I am already very happy with C++AMP. Looking forward to v3...

  • Anonymous
    October 02, 2013
    2D and 3D (and higher!) texture & array/array_view interpolation ala CUDA text2D/tex3D. Cubic/hermite spline interpolation in 3D or higher up to 6D would be amazing.

  • Anonymous
    October 07, 2013
    Thanks everyone for your feedback. keep them coming..

  • Anonymous
    October 08, 2013
    The comment has been removed

  • Anonymous
    October 08, 2013
    The comment has been removed

  • Anonymous
    November 12, 2013
    Remove the ban on zero-length Concurrency::array, it seems arbitrary and impedes readability of code where such arrays are needed (e.g. varying topology neural networks).

  • Anonymous
    January 24, 2014
    API's to monitor device performance, throughput and state? How can we deploy  C++AMP applications as compute 'services', if we can't monitor and measure their performance remotely or determine when they hang-up?

  • Anonymous
    February 14, 2014
    It would be nice if I can write pixel/vertex/geometry/hull/domain shader with c++ AMP. I really love the feature that C++ AMP runtime takes care of copying data between CPU/GPU for me. Right now c++ AMP is limited to compute shader. It would be nice if I could do the same for the other shaders mentioned above.

  • Anonymous
    June 08, 2014
    It'd be really cool to see some HLSL intrinsics like normalize(), mul(), dot() and so on.

  • Anonymous
    July 11, 2014
    I would really like native uint support.
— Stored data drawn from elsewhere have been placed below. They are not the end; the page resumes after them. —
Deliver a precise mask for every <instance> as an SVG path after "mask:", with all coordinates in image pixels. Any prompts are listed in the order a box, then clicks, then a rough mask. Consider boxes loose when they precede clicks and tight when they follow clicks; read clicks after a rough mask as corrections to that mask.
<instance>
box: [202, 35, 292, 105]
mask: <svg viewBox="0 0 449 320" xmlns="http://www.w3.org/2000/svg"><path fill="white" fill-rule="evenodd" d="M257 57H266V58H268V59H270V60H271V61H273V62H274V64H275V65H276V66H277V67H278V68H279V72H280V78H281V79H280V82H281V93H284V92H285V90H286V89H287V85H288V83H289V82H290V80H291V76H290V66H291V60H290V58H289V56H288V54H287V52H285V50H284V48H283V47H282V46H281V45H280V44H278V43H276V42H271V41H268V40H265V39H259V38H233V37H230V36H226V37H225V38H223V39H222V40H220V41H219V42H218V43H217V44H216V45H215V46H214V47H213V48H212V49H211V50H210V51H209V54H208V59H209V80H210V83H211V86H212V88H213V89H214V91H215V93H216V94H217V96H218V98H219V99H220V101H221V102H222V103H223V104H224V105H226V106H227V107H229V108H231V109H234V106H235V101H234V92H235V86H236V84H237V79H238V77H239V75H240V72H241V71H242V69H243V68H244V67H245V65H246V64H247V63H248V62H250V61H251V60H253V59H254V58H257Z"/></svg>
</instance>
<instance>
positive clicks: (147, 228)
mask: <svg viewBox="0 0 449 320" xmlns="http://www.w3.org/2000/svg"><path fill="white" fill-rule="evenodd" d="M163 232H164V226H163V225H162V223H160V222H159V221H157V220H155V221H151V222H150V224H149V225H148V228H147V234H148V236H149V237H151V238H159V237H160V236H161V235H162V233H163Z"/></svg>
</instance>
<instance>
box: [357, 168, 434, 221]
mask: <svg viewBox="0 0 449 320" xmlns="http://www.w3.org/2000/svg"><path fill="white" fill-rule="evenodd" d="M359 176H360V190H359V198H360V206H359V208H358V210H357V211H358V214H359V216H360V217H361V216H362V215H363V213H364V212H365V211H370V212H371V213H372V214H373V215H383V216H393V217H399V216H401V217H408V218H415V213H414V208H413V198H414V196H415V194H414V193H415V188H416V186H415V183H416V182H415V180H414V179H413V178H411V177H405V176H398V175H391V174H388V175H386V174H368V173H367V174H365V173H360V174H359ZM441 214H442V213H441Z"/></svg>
I would still love to see the api contain Perlin noise in 2 and 3 dimensions (it already has 1 dimension) I would still love to see native support for random numbers.

  • Anonymous
    July 18, 2014
    Sorry, should have read "native uchar"

  • Anonymous
    July 12, 2018
    Agreed it would help a lot to see more HLSL intrinsics like normalize, mul, dot, cross, mag, etc.